The War on Drugs; Decriminalization?

Let us have dialogue, not demagogue.

  This is not an easy topic, nor one taken on lightly.  We need to begin taking a hard look at the repeal and replacement of most of the laws related to the failed War on Drugs.  Just as the Prohibition of Alcohol led to increases in urban violence and a massive increase in an underground, illegal economy, our futile attempts, now exceeding four score years, to stem the growth and use of the broader variety of mood altering substances has broad deleterious effects across the nation.  Far from stemming the flow of narcotics and other harmful substances, the war on drugs has tended to achieve the same results as that seen during Prohibition: increased murders and senseless violence by the subculture controlling the trafficing in the illicit material while affecting no reduction in use by the public.
   I wonder if pockets of legality, or areas of controlled use, would be preferable to gang turf wars, drive-by shootings, and the lives of fear and subjugation of the non-using public.  Is it possible to have clinics where the amount and quantity of the desired substances can be controlled, and where people are free to explore self-destruction without unduly placing the lives of non-users at risk?  Our current drug laws have led to a mass of incarcerations, an increase in armed criminal action (leaving some to argue for stricter interpretations of the Second Amendment right to keep and bear arms), and a spread of illegality to neighboring countries that seek to profit from our uncontrolled conduct.
   Rather than having the legal system control an area where self-will is of little use to those who seek the effect of the drink or the drug, why not see if we can arrange a partnership with former users, medical, psychological and sociological providers, together with law enforcement personnel (their expertise in dealing with the inebriates and the addicts may provide insights we desperately need) and local citizens that attempts to address the issue individually and in groups so that we have a chance of reducing the number of people ensnared by these destructive substances?

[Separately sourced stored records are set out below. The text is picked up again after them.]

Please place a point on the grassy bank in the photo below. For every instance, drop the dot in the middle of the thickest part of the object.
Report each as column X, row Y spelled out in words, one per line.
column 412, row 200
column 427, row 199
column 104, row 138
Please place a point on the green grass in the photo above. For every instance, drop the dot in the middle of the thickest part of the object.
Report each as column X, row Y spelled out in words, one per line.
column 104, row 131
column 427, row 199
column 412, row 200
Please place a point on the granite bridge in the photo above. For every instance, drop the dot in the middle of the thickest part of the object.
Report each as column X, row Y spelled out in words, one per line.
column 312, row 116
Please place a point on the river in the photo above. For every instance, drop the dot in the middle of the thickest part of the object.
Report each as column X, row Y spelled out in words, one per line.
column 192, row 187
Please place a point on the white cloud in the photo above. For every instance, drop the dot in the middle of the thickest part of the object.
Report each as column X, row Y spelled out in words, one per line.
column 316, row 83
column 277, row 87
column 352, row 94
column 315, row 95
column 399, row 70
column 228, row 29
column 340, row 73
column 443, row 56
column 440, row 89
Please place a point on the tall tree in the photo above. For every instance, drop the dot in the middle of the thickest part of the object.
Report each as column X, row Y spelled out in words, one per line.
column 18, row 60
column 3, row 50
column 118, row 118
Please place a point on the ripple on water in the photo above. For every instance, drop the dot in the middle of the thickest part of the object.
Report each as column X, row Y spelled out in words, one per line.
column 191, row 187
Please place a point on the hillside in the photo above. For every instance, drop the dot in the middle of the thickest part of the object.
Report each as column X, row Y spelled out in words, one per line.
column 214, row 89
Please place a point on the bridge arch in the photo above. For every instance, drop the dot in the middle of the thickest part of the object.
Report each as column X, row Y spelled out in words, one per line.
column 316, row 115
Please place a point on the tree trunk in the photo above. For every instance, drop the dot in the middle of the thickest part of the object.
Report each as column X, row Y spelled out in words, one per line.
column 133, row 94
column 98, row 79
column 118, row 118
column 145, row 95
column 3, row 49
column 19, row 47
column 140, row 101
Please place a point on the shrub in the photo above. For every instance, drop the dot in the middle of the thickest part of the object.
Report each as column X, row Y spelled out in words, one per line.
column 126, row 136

   It is without doubt best if people not even try drugs or alcohol as many of us prove powerless over the strange allure of the alteration of consciousness and risk a lifetime of struggles with control of our usage.  Certainly there are those who can drink and drug without dire consequences to themselves and those about them, particularly if we ignore operation of motor vehicles while under the influence.  There are a tremendous number of people who are employed in lawful occupations directly and indirectly tied to the consumption of alcohol; is a similar system tenable should we lessen illegality and look to control usage of currently illicit drugs?
   Some studies show that illegality increases usage, but my experience as a child of the seventies is that escapism and irresponsibility are the major drivers in abuse of these dangerous substances.  Perhaps there are societies where mood altering substances are not the bane they are to our society, but literature and history lead me to an opposite conclusion (c.f., the Lotus Eaters in The Oddyssey).  How do we balance people's "need" to use and abuse with public safety?
   Our best experts may well be police officers who deal with users more frequently than they might otherwise choose.  I would start there.
   I also wonder if we might be able to get people to not use drugs in the first place if we had jobs for non-users at the "safe houses" where the users could go with impunity.  As young people see how cray cray users are, young people have a chance of learning at the foot of the drugging masters.  We seem to be digging the same hole year after year without end.  People in prison, in graves and crematories, and in lives of sordid desolation with little hope for redemption.  Proscription has not worked; might controlled permission be worth a try?